Hacker News new | ask | show | jobs
by ejfox 4319 days ago
I was unschooled, and I think that it really depends on what passion your kid has (which you can't predict, but can impact). If your child becomes really interested in the law, he will have unlimited time to pursue that goal. If your child is really interested in math, he will be able to study that in a much deeper way than someone similarly into math attending public or private school. He can learn not only at his own pace, but his own depth.

My younger brother, also unschooled, quickly began reading so he could use the computer and google things (like funny YouTube videos) but later things like free drawing applications (independently finding and installing Inkscape) and emulators (learning on his own how to install, find, and download, and play emulations of old NES and N64 games, around age 8) - which in my mind requires not only reading and literacy but deep comprehension. My point is, their passions will drive their knowledge. I think if you have a passion for technology, math, etcetera it will inevitably rub off on your children. You need to convey to them a passion for the subject, and a hunger for knowledge.

1 comments

Much depends on the options that the kid even considers. If they're growing up on a farm environment, then their natural curiosity will drive them towards the skills that are useful and interesting in that environment - from the article it appears that they are learning a lot of skills that are useful for a farmer or a hunter-gatherer lifestyle, since it brings immediate feedback and is consistent with the opportunities that they have there.

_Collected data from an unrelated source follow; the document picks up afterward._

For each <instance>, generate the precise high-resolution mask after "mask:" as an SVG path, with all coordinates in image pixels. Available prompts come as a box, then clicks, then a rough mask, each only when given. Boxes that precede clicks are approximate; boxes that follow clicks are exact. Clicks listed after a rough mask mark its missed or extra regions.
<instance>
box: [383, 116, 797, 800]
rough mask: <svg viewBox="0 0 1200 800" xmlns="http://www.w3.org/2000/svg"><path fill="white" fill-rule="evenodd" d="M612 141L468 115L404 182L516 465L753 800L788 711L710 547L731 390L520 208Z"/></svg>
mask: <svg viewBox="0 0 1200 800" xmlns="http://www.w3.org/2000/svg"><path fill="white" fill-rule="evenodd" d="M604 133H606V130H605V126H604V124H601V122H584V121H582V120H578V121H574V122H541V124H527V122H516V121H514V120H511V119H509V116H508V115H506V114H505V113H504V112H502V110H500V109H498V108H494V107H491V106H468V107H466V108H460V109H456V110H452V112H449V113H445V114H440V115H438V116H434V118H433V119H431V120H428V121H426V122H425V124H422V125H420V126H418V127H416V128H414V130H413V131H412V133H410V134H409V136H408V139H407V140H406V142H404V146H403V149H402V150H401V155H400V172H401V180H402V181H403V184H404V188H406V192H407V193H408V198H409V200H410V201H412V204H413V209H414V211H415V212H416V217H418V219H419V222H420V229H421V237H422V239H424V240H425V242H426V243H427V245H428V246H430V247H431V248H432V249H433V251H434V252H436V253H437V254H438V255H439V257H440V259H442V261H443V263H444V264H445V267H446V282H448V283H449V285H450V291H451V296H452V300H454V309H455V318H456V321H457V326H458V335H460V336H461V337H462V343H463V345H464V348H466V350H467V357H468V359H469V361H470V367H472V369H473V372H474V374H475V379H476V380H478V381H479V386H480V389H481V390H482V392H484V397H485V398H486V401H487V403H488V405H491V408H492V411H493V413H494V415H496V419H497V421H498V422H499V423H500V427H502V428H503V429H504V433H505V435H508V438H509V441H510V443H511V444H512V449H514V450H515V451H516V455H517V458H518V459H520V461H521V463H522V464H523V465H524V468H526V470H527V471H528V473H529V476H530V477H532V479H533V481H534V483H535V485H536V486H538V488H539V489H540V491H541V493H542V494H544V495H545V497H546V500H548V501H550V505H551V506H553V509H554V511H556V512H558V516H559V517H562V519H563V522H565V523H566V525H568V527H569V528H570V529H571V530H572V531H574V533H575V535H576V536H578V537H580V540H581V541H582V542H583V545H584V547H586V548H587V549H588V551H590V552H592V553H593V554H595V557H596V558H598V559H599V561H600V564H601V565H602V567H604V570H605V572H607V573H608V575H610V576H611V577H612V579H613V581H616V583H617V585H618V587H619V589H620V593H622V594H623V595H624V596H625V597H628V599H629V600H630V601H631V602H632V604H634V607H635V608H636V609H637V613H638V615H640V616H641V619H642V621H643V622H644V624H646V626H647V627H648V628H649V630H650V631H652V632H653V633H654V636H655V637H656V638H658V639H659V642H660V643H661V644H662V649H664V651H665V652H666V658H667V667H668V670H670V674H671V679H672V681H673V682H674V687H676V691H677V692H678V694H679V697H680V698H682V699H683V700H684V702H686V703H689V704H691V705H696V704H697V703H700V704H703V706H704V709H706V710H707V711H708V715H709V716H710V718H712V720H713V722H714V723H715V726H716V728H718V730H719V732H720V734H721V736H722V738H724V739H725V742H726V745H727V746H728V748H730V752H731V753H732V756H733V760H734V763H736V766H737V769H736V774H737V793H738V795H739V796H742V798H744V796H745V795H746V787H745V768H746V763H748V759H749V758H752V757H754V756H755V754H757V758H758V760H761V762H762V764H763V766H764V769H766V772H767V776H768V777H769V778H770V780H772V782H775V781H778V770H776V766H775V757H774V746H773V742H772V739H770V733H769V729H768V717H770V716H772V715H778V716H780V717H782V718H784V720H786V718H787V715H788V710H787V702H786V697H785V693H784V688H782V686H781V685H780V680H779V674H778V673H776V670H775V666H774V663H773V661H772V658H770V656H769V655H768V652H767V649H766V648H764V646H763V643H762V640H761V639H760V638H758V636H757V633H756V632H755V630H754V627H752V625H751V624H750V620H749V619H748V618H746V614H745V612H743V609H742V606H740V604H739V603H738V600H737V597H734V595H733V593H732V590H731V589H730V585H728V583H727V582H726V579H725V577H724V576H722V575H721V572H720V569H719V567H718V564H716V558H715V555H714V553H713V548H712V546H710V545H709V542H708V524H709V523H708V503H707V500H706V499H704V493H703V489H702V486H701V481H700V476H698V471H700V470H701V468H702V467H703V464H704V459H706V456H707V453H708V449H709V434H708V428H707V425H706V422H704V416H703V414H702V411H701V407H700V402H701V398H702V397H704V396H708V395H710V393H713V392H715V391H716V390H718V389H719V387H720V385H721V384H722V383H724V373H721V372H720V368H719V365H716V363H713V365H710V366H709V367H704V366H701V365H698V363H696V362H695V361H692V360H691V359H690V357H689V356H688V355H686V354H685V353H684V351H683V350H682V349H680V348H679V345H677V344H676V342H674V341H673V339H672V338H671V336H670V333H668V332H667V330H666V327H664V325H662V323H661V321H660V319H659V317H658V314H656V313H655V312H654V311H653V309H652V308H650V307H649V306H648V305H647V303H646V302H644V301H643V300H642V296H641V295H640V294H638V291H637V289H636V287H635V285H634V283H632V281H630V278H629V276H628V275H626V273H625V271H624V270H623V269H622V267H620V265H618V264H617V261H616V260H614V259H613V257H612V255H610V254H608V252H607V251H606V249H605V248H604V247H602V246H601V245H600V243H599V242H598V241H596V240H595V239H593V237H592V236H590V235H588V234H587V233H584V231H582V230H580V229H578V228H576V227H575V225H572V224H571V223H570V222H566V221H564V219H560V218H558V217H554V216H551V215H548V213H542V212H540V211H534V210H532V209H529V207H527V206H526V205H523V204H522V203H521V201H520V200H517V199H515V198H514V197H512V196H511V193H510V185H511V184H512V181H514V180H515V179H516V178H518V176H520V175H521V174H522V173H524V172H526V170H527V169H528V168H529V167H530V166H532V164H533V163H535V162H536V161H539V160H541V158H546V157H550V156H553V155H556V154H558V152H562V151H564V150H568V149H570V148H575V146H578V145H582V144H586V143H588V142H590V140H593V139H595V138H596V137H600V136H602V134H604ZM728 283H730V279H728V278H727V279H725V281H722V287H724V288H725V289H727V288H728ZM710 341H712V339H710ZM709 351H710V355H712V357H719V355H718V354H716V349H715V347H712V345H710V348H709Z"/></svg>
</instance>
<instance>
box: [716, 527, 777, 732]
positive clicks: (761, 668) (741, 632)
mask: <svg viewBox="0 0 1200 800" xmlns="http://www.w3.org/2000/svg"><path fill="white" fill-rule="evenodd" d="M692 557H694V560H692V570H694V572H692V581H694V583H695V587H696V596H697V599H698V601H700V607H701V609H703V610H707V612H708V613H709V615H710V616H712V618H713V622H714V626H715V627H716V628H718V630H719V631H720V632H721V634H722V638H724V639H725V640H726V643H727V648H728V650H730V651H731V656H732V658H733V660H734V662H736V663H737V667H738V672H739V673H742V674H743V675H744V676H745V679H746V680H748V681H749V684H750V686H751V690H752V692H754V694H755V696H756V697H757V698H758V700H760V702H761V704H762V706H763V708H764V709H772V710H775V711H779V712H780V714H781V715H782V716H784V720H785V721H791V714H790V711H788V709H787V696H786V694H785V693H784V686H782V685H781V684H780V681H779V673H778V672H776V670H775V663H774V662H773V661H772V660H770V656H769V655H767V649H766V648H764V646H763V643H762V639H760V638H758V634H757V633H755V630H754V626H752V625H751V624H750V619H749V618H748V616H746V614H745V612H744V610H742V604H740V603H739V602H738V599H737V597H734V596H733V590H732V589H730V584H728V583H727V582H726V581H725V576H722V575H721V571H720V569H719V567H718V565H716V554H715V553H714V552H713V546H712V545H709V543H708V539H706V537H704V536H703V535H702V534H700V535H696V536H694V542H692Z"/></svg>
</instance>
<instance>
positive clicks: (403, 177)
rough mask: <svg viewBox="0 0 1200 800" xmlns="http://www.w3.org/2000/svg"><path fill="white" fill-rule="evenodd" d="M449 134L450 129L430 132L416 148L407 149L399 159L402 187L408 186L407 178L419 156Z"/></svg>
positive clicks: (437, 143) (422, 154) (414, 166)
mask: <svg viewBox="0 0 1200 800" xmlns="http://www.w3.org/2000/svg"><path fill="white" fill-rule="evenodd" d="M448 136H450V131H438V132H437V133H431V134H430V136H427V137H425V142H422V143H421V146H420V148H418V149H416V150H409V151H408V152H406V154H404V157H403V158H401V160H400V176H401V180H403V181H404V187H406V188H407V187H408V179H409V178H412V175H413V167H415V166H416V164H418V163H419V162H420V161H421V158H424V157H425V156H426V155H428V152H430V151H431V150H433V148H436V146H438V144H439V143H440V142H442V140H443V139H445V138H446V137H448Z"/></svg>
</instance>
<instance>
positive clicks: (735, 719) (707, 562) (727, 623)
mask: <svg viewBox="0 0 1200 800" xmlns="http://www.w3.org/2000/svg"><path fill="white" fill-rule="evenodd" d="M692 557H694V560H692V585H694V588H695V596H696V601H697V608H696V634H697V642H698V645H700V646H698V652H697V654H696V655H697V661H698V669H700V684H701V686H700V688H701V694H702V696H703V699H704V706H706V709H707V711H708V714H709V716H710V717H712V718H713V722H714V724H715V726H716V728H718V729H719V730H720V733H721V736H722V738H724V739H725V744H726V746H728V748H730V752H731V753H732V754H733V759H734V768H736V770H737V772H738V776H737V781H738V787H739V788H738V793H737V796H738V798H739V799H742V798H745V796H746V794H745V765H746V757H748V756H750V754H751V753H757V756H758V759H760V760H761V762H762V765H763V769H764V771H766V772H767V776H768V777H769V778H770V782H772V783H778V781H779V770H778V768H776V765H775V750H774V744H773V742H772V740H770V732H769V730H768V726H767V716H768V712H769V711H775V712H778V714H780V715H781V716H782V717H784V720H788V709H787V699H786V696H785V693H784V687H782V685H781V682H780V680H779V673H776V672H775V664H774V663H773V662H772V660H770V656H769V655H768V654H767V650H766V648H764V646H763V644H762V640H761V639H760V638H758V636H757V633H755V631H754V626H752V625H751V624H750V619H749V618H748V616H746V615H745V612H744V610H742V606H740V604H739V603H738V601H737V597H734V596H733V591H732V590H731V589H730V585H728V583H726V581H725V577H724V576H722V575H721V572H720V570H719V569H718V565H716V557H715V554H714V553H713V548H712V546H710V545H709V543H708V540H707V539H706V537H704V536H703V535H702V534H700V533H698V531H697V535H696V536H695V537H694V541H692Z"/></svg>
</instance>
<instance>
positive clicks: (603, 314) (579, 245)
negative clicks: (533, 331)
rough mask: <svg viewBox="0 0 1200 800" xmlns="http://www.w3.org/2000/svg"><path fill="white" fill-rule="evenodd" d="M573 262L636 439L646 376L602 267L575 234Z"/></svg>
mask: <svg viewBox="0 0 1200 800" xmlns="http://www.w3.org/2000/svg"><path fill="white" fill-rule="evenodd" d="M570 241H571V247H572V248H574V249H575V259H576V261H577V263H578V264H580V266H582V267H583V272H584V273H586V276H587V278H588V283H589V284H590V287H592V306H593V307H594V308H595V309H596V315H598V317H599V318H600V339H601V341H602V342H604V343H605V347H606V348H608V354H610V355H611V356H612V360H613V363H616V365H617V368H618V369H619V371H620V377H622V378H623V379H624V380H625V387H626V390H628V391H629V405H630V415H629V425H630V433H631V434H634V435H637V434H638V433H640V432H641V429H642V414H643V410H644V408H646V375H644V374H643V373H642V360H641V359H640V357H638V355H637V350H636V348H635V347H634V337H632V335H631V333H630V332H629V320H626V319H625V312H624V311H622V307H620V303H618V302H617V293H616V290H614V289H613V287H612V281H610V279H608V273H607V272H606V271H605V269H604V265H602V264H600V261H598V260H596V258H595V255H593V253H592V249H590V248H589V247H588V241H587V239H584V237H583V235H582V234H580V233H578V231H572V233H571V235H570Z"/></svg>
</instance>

Have they interacted with lawyers, saxophone players, programmers, art historians, ballet dancers or microbiologists in any meaningful way to practically consider it a viable lifestyle that they could understand and identify with, to consider it as a normal available option? Given their current situation, will they do so in any time soon? A few years in college would do it but that's a bit too late. You can't really understand if you'll like a profession if you haven't seen/felt how the daily life of it looks like, that's why this choice is often dominated by your local environment and public role models.

The point of general education is that kids are in the process of 'searching for themselves' and a large part of them don't and can't choose their future direction until near-adulthood or later. If at the age of nine you're consciously preparing to be an astronaut ninja fireman or unconsciously preparing to be a farmer, then it doesn't really correlate with "what your passion is" and what you'll want to do when you're 20 or 30. And at that time point, if you have significant gaps in key education areas, then it cuts off your options. If after puberty you figure out you'd really like to be a doctor, and you spent two hours per month (as the article states) on science and math, then you're simply not getting in med school.